The patient presents with an 8-year history of duodenal ulcer. Two days ago he felt abdominal pain, the pain was located in the epigastric area and was burning in quality. The pain occurred on an empty stomach 2 to 4 hours after meals and/or at night, was relieved by antacids and accompanied with the symptoms of epigastric fullness, belching, bloating and early satiety. After the pain he emptied the bowels characterized by dark black, liquid, tarry, metallic-smelling stool, it was about 5oo ml, 2-3 times per day. The patient also reported vomiting 50 ml “coffee grounds” material once. After then he felt palpitation, cold sweating and dizzy, and syncoped for 10 minutes. So he was presented to emergency room. Occult blood test +, skull CT scan (-) , emergency endoscopy showed duodenal ulcer (A1stage), blood routine: WBC 11*109, GN 75% ,Hgb 9.5g/l ,hematocrit value 29%.He was then admitted to the hospital for evaluation and treatment.

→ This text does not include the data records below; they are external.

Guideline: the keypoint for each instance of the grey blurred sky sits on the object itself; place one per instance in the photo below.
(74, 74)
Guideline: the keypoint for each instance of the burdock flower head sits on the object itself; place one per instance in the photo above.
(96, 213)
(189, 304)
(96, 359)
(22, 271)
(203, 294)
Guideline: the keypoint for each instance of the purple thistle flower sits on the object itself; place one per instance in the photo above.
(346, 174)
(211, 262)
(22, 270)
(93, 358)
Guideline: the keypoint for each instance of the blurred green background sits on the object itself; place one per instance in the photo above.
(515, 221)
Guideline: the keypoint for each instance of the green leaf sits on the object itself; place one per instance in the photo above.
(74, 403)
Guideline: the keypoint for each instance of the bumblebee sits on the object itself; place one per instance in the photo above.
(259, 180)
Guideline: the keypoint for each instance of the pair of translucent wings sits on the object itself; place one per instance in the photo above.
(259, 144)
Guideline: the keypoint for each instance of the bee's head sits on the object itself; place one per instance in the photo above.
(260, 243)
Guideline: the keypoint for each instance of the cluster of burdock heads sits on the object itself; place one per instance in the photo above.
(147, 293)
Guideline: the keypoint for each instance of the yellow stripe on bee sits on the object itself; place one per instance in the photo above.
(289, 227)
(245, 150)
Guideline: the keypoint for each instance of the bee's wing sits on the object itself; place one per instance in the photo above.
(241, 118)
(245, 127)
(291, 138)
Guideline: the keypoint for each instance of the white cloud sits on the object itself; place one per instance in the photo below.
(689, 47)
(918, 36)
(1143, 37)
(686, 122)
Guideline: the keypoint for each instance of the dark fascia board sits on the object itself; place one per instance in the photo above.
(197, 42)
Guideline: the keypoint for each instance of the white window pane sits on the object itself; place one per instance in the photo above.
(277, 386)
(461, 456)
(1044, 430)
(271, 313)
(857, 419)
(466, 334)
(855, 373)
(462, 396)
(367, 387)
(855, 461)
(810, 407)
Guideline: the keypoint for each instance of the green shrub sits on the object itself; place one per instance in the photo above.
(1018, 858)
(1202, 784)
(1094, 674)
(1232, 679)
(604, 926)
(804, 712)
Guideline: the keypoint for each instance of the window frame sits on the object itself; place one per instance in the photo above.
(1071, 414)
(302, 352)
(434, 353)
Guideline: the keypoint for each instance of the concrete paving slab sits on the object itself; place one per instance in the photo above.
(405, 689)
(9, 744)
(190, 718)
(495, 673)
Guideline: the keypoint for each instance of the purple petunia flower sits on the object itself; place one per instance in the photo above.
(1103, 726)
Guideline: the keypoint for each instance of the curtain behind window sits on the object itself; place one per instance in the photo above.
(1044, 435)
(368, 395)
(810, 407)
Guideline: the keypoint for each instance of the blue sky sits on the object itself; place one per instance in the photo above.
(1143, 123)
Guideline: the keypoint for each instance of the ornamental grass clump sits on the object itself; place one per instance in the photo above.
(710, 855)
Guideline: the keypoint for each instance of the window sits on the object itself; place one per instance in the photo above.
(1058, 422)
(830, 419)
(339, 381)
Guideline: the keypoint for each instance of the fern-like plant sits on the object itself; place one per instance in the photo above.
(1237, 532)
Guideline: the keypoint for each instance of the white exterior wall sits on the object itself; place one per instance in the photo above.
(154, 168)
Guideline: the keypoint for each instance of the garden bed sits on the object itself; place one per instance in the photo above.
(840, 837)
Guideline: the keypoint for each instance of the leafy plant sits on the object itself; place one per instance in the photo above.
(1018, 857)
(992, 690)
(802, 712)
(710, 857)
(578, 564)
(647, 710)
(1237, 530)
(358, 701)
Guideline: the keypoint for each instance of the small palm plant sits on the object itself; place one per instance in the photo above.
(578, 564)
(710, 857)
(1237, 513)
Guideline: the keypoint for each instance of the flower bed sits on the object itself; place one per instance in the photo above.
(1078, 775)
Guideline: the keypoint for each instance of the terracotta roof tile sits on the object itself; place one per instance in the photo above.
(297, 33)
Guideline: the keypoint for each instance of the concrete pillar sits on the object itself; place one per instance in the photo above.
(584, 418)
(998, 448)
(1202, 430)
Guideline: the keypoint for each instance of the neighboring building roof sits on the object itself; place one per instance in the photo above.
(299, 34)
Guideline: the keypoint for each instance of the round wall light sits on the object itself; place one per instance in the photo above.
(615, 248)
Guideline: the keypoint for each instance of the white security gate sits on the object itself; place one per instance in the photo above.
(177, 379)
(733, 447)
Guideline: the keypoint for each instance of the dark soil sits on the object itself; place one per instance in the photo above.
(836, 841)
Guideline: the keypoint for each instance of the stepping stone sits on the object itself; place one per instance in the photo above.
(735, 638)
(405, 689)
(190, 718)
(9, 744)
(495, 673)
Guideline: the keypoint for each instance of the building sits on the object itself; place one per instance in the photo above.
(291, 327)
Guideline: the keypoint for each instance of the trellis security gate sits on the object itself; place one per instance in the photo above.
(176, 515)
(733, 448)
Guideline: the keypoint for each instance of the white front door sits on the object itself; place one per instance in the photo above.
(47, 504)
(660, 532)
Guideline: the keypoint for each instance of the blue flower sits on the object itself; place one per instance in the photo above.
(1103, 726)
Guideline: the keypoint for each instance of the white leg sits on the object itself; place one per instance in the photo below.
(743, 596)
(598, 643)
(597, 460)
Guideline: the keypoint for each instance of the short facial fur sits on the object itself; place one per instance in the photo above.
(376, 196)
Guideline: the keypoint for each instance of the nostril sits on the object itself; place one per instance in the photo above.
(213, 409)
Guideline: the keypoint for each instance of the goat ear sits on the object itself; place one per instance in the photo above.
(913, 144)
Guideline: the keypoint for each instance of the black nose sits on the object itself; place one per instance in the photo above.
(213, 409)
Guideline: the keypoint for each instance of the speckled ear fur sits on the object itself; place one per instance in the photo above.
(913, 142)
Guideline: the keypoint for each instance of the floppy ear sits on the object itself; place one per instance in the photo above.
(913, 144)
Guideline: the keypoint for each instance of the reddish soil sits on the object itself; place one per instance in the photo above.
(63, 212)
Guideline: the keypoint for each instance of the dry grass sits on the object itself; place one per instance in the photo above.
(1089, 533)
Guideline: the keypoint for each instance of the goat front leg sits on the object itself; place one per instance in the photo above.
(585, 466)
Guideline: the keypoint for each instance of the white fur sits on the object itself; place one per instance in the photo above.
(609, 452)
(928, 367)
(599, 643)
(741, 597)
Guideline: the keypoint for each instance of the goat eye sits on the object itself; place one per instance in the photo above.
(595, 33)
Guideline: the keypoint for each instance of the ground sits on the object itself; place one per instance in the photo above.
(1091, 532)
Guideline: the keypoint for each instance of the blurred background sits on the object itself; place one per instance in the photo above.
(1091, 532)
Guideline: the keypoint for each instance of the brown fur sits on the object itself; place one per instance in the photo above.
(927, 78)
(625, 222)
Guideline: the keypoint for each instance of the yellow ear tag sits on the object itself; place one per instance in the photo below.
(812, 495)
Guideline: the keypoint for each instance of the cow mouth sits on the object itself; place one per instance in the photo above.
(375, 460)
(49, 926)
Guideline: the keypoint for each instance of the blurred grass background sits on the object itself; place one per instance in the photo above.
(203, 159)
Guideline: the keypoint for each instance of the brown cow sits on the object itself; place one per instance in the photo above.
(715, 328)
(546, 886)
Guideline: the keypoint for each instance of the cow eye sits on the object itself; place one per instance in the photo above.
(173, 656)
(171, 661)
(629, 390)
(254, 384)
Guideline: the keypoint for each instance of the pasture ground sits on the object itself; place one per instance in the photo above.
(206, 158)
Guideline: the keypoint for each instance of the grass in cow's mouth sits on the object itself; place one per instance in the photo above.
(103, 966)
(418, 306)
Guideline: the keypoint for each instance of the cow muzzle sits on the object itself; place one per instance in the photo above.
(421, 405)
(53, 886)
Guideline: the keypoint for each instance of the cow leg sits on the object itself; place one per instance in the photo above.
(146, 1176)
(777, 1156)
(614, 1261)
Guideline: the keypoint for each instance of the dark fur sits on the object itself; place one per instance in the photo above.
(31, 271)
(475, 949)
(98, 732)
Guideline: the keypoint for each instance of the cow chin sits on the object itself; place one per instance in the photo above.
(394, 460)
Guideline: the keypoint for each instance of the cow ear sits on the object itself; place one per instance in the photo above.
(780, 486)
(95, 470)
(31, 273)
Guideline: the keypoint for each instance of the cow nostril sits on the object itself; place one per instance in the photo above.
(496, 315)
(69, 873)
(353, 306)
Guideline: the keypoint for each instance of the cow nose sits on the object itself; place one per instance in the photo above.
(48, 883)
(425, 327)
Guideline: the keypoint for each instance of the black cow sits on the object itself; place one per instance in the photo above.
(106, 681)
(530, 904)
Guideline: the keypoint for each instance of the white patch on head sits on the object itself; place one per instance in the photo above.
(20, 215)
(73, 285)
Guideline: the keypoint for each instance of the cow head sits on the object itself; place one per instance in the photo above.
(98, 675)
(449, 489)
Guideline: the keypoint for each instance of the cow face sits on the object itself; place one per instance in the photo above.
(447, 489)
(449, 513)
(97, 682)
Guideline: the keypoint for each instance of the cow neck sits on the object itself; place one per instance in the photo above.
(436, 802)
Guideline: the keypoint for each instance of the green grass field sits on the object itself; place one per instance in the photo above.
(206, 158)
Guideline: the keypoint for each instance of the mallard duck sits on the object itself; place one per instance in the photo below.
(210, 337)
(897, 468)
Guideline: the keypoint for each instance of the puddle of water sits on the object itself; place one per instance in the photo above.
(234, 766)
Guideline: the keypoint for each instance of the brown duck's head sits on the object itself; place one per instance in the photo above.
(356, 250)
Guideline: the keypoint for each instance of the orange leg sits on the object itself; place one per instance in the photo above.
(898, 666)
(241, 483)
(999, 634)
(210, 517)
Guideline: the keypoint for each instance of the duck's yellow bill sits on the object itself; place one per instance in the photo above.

He denied having taken Non-steroidal Anti-inflammatory drugs before hemorrhage.
Past history :
prior major illnesses and injuries : The patient has a 3-year history of Hypertension. he denied the history of Diabetes Mellitus.
prior operations :No prior operations
prior hospitalizations : No prior hospitalizations
allergies : No food, medications, chemicals allergy.
blood routine: WBC 11*109, GN 75% ,Hgb 9.5g/l ,hematocrit value 29%
Duodenal ulcer accompanied by hemarrhage
Acute erosive gastritis :The patient has not a history of stress and denies taking the Non-steroidal Anti-inflammatory drugs before hemorrhage, emergency endoscopy does not find the erosive lesions. So we can exclude it.
Rupture of oesophago- gastric varices: The patient has not a history of liver disease, no sign, symptom and lab experiment indicate liver cirrhosis. All evidence do not support the diease.
Gastric tumor: It always occurs in elder people, makes the patients in bad condition. Occult blood test persistent positive, antacids usually can not relieve the symptom. Endoscopy and GI may help the diagnosis.